Jackson, Trevor. Dying is Apposite: Possibilities of Self Discovery and Patterns of Completeness in the Original of Laura. 2011

Author(s)
Bibliographic title
Dying is Apposite: Possibilities of Self Discovery and Patterns of Completeness in the Original of Laura
Periodical or collection
Nabokov Online Journal
Periodical issue
v. 5
Publication year
Abstract

Trevor Jackson in his essay “Dying is Apposite: Possibilities of Self Discovery and Patterns of Completeness in The Original of Laura” claims that the profuse level of detail woven into Nabokov’s fiction has been well attested to. Despite its fragmentary state, The Original of Laura is no exception.  In his final novel, Nabokov employs metafictional games and patterned character repetition to include the audience in his design. The repeated characters are united by death and only the main two gravitate toward breaking through the construct of the fiction into the metafictive awareness that might afford them freedom.

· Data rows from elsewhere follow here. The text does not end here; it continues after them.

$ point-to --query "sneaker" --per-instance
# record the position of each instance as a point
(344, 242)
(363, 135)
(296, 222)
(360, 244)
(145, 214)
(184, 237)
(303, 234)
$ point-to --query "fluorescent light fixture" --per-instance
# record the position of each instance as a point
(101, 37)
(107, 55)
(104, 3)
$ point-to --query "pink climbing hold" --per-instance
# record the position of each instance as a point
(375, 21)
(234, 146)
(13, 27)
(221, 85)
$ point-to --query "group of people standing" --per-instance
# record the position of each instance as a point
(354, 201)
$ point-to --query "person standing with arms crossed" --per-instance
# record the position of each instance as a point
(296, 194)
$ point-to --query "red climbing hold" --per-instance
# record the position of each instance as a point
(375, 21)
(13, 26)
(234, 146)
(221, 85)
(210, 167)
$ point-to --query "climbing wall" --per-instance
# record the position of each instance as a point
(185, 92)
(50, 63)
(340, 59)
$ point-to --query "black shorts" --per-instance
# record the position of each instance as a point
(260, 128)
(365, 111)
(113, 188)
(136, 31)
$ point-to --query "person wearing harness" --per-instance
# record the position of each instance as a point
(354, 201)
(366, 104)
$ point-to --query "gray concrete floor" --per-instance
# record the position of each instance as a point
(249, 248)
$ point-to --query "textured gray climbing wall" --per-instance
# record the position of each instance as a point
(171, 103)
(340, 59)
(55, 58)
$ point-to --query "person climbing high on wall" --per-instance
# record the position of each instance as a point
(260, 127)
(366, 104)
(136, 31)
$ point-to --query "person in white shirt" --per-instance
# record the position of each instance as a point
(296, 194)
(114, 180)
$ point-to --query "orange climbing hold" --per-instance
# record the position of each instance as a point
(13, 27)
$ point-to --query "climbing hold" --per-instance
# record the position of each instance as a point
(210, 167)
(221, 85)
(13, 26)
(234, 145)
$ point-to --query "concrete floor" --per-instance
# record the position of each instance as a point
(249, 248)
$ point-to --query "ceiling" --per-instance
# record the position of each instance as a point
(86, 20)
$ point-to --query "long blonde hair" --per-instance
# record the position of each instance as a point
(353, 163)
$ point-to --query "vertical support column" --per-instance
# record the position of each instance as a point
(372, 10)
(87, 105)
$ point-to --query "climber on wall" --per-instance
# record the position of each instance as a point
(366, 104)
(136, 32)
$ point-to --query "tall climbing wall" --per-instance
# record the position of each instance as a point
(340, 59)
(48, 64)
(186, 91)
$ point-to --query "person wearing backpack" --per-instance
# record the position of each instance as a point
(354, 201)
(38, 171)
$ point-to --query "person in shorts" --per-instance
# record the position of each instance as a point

While Philip Wild engages in the process of self-erasure, effectively reversing the process of his fictional creation by the author, Flora, having My Laura in her hands to leaf through as she pleases, is provided with the key that will allow her to become aware of her existence as a fictional creation. The former succeeds in his escape; the latter fails. The pattern at play seeks nothing more than to complete itself by bringing about the death of the characters as their purposes are fulfilled at the will of the author.